If $[a_1,b_1] $and $[a_2,b_2] $ are closed intervals... The problem says:
Let $[a_1,b_1]$ and $[a_2,b_2]$ two closed intervals in $\mathbb{R}$. 
Prove that $[a_1,b_1] \times [a_2,b_2]$ ss a closed set in $\mathbb{R}^2$. 
Generalize in $\mathbb{R}^n$.
My teacher did a similar problem with $A$ and $B$ open and he used open balls. 
I tried to do it with closed balls but I have no idea if it's correct or if I can do that. Thanks.
 A: 
A subset $A$ of a metric space $(X,d)$ is closed iff for every sequence $x_n \in A$ such that $x_n \to x$ we have that $x \in A$

We the metric space $(\mathbb{R}^2,d_2)$ where $d_2(x,y)=\sqrt{(x_1-y_1)^2+(x_2-y_2)^2}$
Let $x_n=(y_n,z_n) \in A=[a_1,b_1] \times [a_2,b_2]$ such that $x_n \to x=(y,z)$ with respect to the usual metric of $\mathbb{R}^2$
You can prove that $$y_n \to y$$ $$z_n \to z$$ in $\mathbb{R}$
But $y_n \in [a_1,b_1]$ which is a closed subset of $\mathbb{R}$ thus $y \in [a_1,b_1]$
Also $z \in [a_2,b_2]$ using the same argument.

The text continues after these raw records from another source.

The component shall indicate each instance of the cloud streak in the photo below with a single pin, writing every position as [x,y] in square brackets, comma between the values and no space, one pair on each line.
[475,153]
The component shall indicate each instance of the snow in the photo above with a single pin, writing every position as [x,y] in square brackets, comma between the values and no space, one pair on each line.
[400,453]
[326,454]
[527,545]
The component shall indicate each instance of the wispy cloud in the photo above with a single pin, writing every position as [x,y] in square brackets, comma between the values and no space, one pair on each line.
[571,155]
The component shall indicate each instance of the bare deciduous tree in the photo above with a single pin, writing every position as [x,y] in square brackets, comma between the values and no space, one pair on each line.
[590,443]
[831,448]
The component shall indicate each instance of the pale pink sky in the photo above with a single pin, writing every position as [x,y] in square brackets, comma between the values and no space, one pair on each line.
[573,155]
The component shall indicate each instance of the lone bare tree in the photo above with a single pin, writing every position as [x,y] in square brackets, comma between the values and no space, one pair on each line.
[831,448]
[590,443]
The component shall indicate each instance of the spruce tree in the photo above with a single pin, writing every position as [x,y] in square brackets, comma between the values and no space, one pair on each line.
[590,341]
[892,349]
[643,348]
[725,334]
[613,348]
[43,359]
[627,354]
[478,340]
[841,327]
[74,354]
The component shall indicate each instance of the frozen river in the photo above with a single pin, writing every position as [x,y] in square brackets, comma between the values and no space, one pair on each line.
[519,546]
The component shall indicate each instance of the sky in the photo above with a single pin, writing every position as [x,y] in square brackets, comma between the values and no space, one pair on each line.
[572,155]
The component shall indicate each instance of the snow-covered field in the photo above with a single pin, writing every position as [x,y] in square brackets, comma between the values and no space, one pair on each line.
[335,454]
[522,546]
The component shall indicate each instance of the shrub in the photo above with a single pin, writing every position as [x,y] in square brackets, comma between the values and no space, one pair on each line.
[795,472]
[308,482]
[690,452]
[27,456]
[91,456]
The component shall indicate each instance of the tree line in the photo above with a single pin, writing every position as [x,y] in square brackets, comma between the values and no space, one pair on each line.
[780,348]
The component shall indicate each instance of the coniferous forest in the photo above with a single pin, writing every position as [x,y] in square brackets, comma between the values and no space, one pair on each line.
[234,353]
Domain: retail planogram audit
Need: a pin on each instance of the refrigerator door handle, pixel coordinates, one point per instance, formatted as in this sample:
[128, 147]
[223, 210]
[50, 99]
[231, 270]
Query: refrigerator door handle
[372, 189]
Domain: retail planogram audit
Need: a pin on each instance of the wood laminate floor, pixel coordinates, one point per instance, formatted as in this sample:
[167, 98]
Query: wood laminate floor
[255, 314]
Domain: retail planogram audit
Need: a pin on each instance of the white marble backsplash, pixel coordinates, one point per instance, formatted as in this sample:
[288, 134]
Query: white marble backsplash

Thus $x=(y,z) \in [a_1,b_1] \times [a_2,b_2]=A$ ,so $A$ is closed.
Combine  the same proof as i did  with induction  in the case of $(\mathbb{R}^n,d_2)$ where $d_2(x,y)=\sqrt{(x_1-y_1)^2+....+(x_n-y_n)^2}$

Also for a second proof use this:
$ \mathbb{R}^2$  \ $(A \times B)=(A^c \times \mathbb{R}) \cup (\mathbb{R} \times B^c)$
where $$A=[a_1,b_1]$$ $$B=[a_2,b_2]$$ $$A^c=(- \infty,a_1) \cup (b_1, +\infty)$$ $$B^c=(- \infty,a_2) \cup(b_2, +\infty)$$ and prove that $ \mathbb{R}^2$  \ $(A \times B)$ is an open set.